Research Area 2: Improving government decision-making via digital tools

As in other fields, such as healthcare, the massive quantities of data that are being collected by the public sector can be utilized to create decision-support tools for policy-makers and public administrators. One example of this developed by CITIS is a tool created for the Estonian Fire Service to aid in the scoring of household fire-risk, to help guide public education campaigns on fire-safety. Another example is our current efforts to develop a digital tool that makes use of building registry, social service and other data to identify buildings with the highest rates of energy poverty, which can be used to prioritize buildings for renovation. 

Public sector data can also be used to create digital tools that automatically collects impact assessment data, so that policy-makers can assess the impact of specific policies. For example, the development of digitalized services, which by design involves exchanging machine-readable data between registries, presents an opportunity to analyze how different levels of governance are involved in delivering services more accurately.

The ERA Chair has identified impact assessment and multi-level governance as a theoretical lens to investigate the state of the art of multi-level governance.


Research Area 3: Internet voting, open government, co-creation

Various convenience voting methods (such as advance voting and postal voting) have become increasingly popular in the last decade. This has massively accelerated due to the Covid-19 pandemic, which has increased usage of remote voting methods and spurred interest in internet voting as the ultimate form of remote and convenience voting.

The trials and pilots of this voting method that have been and are currently conducted in various countries focus on how to ensure election integrity with technological applications in a potentially hostile cyber environment, while offering the most user convenience and low participation barriers to ensure uptake and usage. As Estonia remains one of the few cases where Internet voting is well established and widely used, it presents an excellent case to study, or ongoing experiment, how the trustworthy internet voting technology can be developed and applied as well as how to ensure trust among a heterogeneous voting population.

ECePS and CITIS teams continue research on assessing the effectiveness and impacts of digital tools in Internet voting, open government and co-creation:

  1. Analyzing Estonian e-voter survey and anonymized log data from the voting application to determine factors that increase or decrease user trust, different latent
  2. trust dimensions around internet voting as well as connections between trust and technology usage.
  3. Cooperating with Cybernetica, a software vendor providing internet voting solutions in Estonia and globally, in organizing and running experiments designed to test how different technological applications and their deployment modes increase or decrease voter trust towards Internet voting.
Examining the implementation of open government policies in designated domains and the mechanisms of how these lead/or don’t lead to effective public engagement and service co-creation through open data usage.

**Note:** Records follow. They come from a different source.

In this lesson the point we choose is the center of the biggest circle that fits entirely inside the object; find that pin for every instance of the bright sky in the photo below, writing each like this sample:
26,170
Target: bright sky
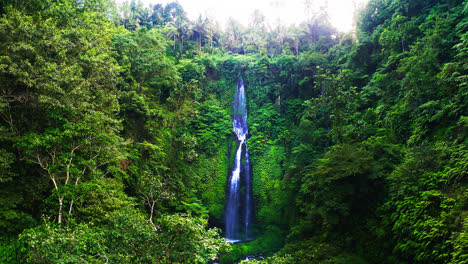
287,11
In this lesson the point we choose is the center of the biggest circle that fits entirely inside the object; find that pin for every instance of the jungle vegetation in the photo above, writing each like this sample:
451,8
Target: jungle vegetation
116,132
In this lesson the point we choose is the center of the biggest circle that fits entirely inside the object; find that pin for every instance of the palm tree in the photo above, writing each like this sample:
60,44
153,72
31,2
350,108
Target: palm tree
257,20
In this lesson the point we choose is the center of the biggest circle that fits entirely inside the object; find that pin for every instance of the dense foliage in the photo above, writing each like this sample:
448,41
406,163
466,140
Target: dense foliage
116,142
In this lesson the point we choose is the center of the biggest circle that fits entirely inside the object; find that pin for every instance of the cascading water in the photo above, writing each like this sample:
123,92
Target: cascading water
238,214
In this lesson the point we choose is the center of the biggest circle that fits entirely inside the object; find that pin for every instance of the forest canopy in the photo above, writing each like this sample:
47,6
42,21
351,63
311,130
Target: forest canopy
116,135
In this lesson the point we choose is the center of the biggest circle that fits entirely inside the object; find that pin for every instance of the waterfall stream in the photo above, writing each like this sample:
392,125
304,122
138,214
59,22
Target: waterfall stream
238,214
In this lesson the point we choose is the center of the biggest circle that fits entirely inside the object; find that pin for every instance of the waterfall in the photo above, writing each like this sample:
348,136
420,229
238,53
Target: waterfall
238,214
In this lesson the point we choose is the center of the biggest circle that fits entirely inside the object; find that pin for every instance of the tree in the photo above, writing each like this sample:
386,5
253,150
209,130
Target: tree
200,26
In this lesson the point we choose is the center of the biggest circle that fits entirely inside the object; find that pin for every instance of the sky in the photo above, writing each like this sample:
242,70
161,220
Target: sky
286,11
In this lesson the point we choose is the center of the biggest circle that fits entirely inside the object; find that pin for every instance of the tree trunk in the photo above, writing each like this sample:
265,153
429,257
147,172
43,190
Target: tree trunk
199,41
60,210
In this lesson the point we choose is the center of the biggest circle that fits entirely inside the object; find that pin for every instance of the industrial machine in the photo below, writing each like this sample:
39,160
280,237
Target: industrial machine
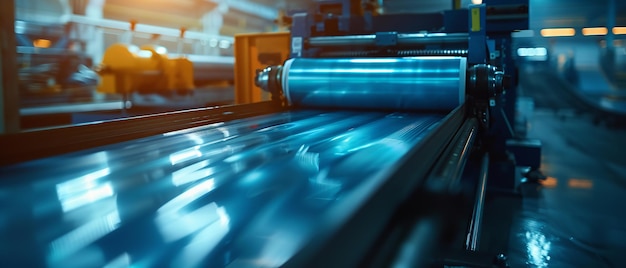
378,147
150,69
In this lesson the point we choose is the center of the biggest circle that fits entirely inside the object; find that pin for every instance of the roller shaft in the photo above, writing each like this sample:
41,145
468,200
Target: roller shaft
417,83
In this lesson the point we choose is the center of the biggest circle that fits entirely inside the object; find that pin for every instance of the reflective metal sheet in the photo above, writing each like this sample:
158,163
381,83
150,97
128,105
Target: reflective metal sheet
249,191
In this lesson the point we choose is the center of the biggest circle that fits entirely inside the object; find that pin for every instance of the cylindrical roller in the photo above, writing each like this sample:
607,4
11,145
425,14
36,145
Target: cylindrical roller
415,83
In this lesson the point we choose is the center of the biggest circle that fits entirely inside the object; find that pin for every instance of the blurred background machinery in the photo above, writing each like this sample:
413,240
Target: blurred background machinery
327,133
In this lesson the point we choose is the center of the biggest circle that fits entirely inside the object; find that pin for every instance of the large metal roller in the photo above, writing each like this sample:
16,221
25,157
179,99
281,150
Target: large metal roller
412,83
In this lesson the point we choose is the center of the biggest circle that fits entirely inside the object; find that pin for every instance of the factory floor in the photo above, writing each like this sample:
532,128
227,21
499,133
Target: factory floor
577,216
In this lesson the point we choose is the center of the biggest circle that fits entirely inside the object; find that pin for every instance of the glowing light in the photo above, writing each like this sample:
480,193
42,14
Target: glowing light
555,32
42,43
195,138
532,52
182,176
224,44
161,50
122,260
538,248
176,224
83,236
595,31
205,240
188,196
88,196
549,182
144,53
83,190
619,30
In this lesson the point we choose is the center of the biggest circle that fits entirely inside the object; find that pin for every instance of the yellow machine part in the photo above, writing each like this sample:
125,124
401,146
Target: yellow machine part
127,68
255,52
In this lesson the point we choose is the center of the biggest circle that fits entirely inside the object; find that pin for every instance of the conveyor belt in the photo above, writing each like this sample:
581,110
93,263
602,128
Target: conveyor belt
249,191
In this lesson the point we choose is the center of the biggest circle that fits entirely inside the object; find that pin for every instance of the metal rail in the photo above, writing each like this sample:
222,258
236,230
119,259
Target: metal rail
32,145
473,237
401,39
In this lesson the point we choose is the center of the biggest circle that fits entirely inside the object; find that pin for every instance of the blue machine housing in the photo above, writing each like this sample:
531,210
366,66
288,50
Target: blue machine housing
482,33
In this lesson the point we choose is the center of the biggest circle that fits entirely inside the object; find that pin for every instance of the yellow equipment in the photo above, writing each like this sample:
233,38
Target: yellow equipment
127,68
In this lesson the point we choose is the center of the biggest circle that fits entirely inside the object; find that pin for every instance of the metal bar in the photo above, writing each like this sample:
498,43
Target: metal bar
447,173
44,143
473,238
143,28
341,230
402,39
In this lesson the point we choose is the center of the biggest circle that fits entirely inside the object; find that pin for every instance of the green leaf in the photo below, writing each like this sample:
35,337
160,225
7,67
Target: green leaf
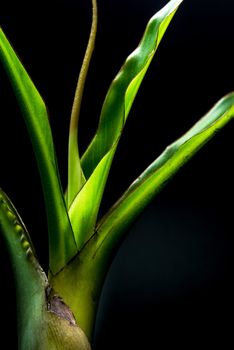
115,223
62,246
97,159
31,281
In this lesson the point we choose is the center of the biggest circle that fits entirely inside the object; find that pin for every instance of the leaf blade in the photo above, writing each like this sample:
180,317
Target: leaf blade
61,240
116,108
115,223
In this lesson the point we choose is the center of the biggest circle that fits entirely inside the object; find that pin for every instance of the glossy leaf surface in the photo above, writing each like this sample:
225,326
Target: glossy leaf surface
61,241
97,159
112,227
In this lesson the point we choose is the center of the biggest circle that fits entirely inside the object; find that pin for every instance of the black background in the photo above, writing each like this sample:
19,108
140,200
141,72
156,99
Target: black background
171,282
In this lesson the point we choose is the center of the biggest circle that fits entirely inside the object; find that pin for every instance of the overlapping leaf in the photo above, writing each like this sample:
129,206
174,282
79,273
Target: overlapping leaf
115,223
97,159
61,241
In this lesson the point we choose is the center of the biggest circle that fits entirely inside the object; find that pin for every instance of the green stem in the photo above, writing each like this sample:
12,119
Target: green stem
76,177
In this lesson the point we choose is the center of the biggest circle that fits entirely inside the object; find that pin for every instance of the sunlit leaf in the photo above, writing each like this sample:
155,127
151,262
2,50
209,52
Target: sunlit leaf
115,223
97,159
61,241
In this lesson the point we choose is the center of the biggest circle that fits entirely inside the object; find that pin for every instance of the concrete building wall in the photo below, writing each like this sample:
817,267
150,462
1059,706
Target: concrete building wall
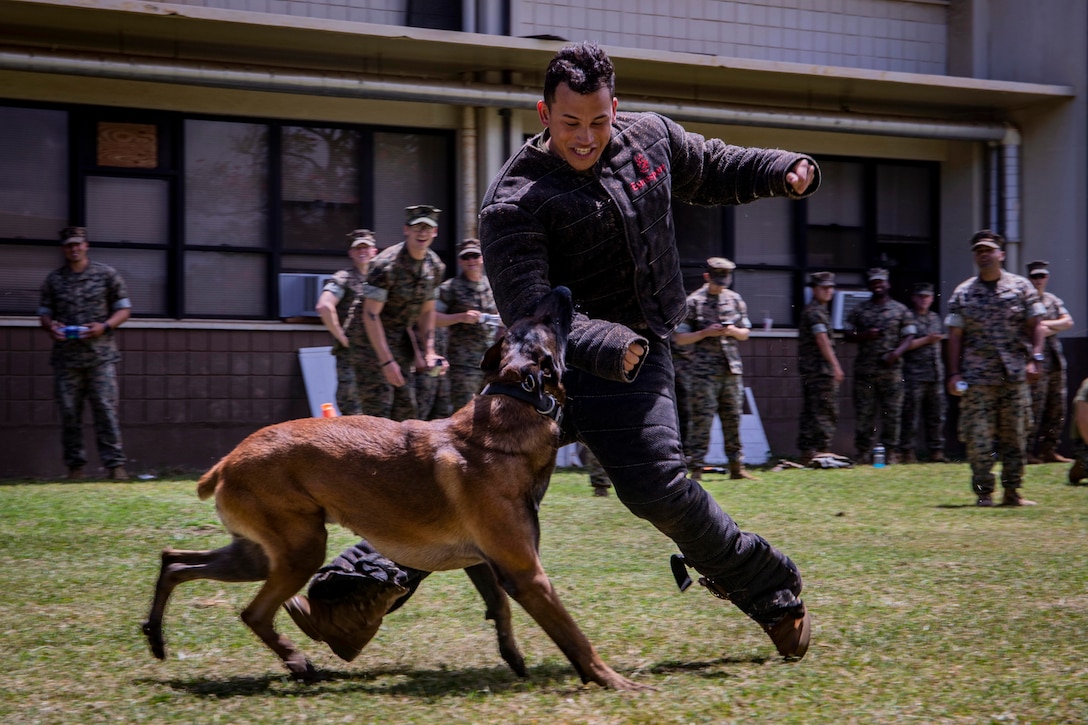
882,35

Research Area 4: E-Government related policy analysis, especially cross-border governance of e-services

The development and governance of digital public services is an increasingly important and complex policy area that requires specialized policy analysis. An excellent example of this is the development of cross-boarder e-governance. The Single Digital Gateway Regulation (SDGR) mandates that cross-border access must be provided to 21 public services by end of 2023. These include services that affect all aspects of life such as requesting a proof of residence or registering a vehicle. When taken together, these can be considered as a new sixth freedom within the European Union. 

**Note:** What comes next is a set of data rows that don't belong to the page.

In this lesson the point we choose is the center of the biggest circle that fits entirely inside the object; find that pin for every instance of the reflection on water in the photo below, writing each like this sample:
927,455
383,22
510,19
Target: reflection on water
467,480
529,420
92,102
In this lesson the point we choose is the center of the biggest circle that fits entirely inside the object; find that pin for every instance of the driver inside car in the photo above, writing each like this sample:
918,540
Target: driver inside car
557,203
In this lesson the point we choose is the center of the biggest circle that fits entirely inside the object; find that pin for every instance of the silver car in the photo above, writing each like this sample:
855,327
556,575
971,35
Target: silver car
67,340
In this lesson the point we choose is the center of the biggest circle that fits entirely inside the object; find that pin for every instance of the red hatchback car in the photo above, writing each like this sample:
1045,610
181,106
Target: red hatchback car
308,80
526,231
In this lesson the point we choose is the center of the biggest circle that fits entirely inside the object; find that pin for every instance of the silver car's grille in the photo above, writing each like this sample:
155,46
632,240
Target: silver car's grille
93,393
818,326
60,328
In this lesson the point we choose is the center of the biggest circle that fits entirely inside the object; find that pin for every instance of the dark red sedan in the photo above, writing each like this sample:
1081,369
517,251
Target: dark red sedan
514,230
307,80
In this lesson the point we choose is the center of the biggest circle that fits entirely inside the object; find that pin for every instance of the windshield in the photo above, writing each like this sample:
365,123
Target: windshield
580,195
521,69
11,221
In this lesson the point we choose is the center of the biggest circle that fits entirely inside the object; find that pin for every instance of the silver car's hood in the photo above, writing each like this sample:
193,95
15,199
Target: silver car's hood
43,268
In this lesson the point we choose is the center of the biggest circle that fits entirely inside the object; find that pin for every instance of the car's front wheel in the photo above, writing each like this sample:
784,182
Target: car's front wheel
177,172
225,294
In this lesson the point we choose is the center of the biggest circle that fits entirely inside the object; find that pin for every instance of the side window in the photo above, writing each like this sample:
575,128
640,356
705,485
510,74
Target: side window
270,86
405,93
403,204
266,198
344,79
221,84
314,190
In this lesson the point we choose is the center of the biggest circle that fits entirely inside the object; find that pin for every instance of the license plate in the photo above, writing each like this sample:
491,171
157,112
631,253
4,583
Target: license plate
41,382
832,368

Providing such pervasive cross-border services requires the integration of many complex systems of various levels of technological development from different levels of governance across the EU. Furthermore, making changes of such scope can have many different positive and negative impacts, intended and unintended. Thus, one focus of the ERA Chair has been identification of the technical and non-technical challenges of multi-level governance and cross-border digital service delivery.